With Scooters India shutting down, the brand that launched the PSU in India finally rides into the sunset.

The year was 1947. India got independence and in faraway Milan, Italy, the Lambretta — a new scooter –rolled out.

The events were completely unrelated but a quarter of a century later, in 1972, when the Milan facility folded up, the Indian government bought its remnants and brought them to India to establish Scooters India.

The Lucknow-based PSU continued to produce the Lambretta and its Indian sibling, the Vijai Super, for another quarter of a century.

The idea was to meet the rising demand for private personal transport in a free nation.

Centuries of colonisation had sapped the Indian economy of its riches and cars were not an option.

Scooters were.
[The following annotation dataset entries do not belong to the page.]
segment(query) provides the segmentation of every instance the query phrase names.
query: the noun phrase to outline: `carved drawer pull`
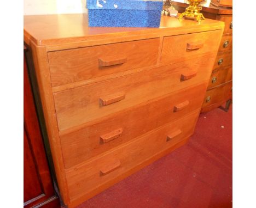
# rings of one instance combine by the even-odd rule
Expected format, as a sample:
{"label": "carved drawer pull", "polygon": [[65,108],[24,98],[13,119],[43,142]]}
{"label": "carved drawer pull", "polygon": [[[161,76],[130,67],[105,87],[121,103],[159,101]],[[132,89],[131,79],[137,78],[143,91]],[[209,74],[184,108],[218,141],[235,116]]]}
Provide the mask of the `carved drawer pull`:
{"label": "carved drawer pull", "polygon": [[120,136],[123,133],[123,129],[120,128],[117,129],[110,133],[106,133],[106,134],[101,136],[101,140],[103,143],[109,142],[110,141],[115,139]]}
{"label": "carved drawer pull", "polygon": [[196,76],[195,71],[189,71],[182,74],[181,75],[181,81],[184,81],[185,80],[191,79],[192,77]]}
{"label": "carved drawer pull", "polygon": [[203,44],[202,42],[189,42],[187,44],[187,49],[190,51],[196,50],[203,46]]}
{"label": "carved drawer pull", "polygon": [[112,164],[109,164],[105,166],[102,167],[100,170],[101,175],[105,175],[109,173],[111,173],[112,171],[115,170],[117,168],[118,168],[121,166],[121,163],[119,160],[117,160],[114,162]]}
{"label": "carved drawer pull", "polygon": [[127,57],[123,55],[108,56],[98,58],[98,64],[103,67],[122,64],[126,62]]}
{"label": "carved drawer pull", "polygon": [[167,135],[166,141],[168,142],[171,140],[171,139],[174,139],[175,137],[177,137],[182,133],[182,131],[180,129],[178,129],[173,132],[172,133],[170,133],[169,134]]}
{"label": "carved drawer pull", "polygon": [[108,105],[124,100],[125,98],[125,93],[124,91],[121,91],[112,95],[102,96],[100,98],[100,102],[102,106],[107,106]]}
{"label": "carved drawer pull", "polygon": [[181,102],[181,103],[177,104],[174,106],[173,111],[174,112],[177,111],[179,111],[184,108],[187,108],[189,104],[189,101],[188,100],[186,100],[185,101],[184,101],[183,102]]}

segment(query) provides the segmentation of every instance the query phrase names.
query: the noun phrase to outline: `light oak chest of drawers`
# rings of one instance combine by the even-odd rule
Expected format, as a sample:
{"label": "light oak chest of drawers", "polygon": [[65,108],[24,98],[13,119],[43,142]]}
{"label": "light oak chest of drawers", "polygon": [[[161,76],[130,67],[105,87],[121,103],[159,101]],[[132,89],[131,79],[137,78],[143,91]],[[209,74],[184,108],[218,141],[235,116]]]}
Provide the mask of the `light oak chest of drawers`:
{"label": "light oak chest of drawers", "polygon": [[74,207],[185,144],[224,28],[89,28],[86,15],[25,16],[64,203]]}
And so began the Indian middle-classes’ tryst with what had been a truly global scooter.

By the time it landed in India, the Lambretta had a French connection, Italian (aeronautical) designers, American origins and was being manufactured across half the globe from Brazil to Vietnam.

Relatively bulky but a design marvel, back in the 1970s and ’80s, the Lambretta was a common sight on Indian roads — a ride that could accommodate a family of four.
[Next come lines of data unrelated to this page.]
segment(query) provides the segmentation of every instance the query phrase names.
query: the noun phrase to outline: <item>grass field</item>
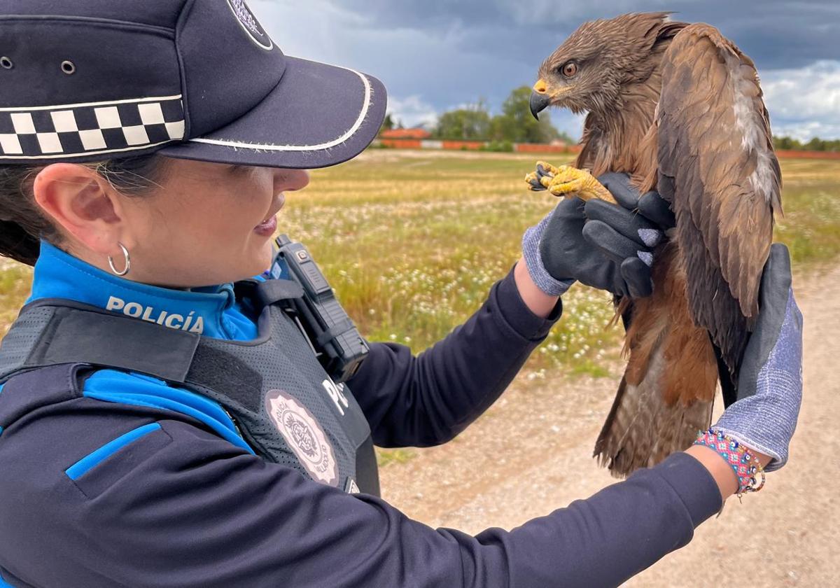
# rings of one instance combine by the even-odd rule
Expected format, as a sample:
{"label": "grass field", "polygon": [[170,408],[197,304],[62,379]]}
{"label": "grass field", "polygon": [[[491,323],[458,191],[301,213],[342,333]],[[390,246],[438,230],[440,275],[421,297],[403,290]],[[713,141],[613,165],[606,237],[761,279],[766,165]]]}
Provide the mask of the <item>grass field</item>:
{"label": "grass field", "polygon": [[[312,172],[290,193],[280,230],[302,240],[342,304],[371,340],[420,351],[481,304],[518,259],[524,229],[556,201],[524,187],[534,155],[369,150]],[[554,163],[562,159],[550,158]],[[800,266],[840,254],[840,162],[782,161],[785,217],[778,240]],[[30,272],[0,271],[0,333],[29,292]],[[528,365],[531,377],[560,365],[601,375],[620,333],[606,331],[609,297],[576,286],[564,319]]]}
Given its shape, it was also the most conducive scooter for a side-car – not that many people opted for that. It was also a scooter of glamour, featured often in Indian movies.

Shammi Kapoor serenading Sharmila Tagore in An Evening in Paris is but one example. Less popular, totally indigenous and with a name that Amitabh Bachchan starred as in several of his blockbusters was the Vijai Super.